- Born: May 17, 1913 New York City, US
- Died: February 16, 2010 (aged 96) Pasadena, California, US
- Education: Columbia University (BA, MA, PhD)
- Occupations: Author, scholar, anti-communist polemicist

= Arnold Beichman =

American author (1913–2010)

Arnold Beichman (May 17, 1913 – February 17, 2010) was an author, scholar, and a critic of communism. At the time of his death, he was a Hoover Institution research fellow and a columnist for The Washington Times.

== Life and career ==
Beichman was born on New York City's Lower East Side, in Manhattan, in a family of Jewish immigrants from Ukraine. He received a B.A. from Columbia University in 1934, after which he succeeded his friend, Arthur Lelyveld, as editor-in-chief of the Columbia Daily Spectator.

Beichman spent many years in journalism, working for the New York Herald Tribune, PM, Newsweek, and others. He returned to Columbia in his 50s to receive his M.A. and Ph.D. in political science, in 1967 and 1973, respectively.

He gave his name to "Beichman's Law," which states: "With the single exception of the American Revolution, the aftermath of all revolutions from 1789 on only worsened the human condition."
His Jewish father, Solomon Beichman, was unhappy because he wanted Arnold to be a rabbi.
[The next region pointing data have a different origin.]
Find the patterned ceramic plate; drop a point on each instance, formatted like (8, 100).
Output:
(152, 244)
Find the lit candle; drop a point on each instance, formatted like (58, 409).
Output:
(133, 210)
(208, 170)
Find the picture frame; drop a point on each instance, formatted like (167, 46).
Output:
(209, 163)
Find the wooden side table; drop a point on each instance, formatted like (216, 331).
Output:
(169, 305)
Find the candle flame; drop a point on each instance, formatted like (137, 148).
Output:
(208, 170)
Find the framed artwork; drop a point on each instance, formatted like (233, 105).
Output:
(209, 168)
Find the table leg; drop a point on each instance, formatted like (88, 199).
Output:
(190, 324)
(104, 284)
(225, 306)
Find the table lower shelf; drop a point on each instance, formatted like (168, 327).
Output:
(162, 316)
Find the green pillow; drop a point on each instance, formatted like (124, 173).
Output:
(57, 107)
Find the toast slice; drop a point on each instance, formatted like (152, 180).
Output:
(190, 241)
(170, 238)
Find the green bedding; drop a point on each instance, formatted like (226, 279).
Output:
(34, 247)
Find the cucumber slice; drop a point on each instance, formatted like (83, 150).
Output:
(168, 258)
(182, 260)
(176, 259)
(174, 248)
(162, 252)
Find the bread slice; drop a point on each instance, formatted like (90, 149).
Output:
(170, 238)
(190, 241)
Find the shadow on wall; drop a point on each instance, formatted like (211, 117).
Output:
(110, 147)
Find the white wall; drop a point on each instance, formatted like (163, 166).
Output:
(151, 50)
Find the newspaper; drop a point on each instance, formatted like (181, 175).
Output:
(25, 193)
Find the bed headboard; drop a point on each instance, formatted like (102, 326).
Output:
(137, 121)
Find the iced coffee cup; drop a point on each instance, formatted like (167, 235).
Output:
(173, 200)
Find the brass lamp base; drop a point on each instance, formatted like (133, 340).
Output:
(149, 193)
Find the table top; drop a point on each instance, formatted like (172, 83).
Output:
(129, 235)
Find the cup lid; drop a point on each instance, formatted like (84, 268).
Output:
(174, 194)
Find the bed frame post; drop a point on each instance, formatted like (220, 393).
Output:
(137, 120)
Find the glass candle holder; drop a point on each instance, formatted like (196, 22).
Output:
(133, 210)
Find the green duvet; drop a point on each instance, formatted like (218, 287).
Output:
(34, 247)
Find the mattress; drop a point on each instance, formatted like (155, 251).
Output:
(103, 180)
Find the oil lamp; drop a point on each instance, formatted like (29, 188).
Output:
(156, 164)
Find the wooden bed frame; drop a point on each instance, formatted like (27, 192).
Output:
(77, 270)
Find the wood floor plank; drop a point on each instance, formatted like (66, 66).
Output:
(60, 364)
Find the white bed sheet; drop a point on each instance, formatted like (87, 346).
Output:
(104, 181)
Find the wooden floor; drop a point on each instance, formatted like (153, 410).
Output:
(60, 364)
The Cold War International History Project at the Woodrow Wilson International Center for Scholars was in part funded by Beichman's donations.

==Publications==
Books
- The "Other" State Department: The United States Mission to the United Nations — Its Role in the Making of Foreign Policy (1968)
- Nine Lies About America (1972)
Foreword by Tom Wolfe.
- Andropov: New Challenge to the West (1983)
Introduction by Robert Conquest.
- Herman Wouk: The Novelist as Social Historian (1984)
- The Long Pretense: Soviet Treaty Diplomacy from Lenin to Gorbachev (1991)
Foreword by William F. Buckley, Jr.
- Anti-American Myths: Their Causes and Consequences (1992)
Foreword by Tom Wolfe.

Books edited
- CNN's Cold War Documentary: Issues and Controversy (2000)
With Robert Conquest, John Lewis Gaddis and Richard Pipes.

Articles
- "Socialism: Dead or Alive? A Roundtable." The American Enterprise, July 1995, pp. 28–35.
With David Horowitz, John O'Sullivan, Eric Breindel and Mark Falcoff.
- The Washington Post, November 4, 2004.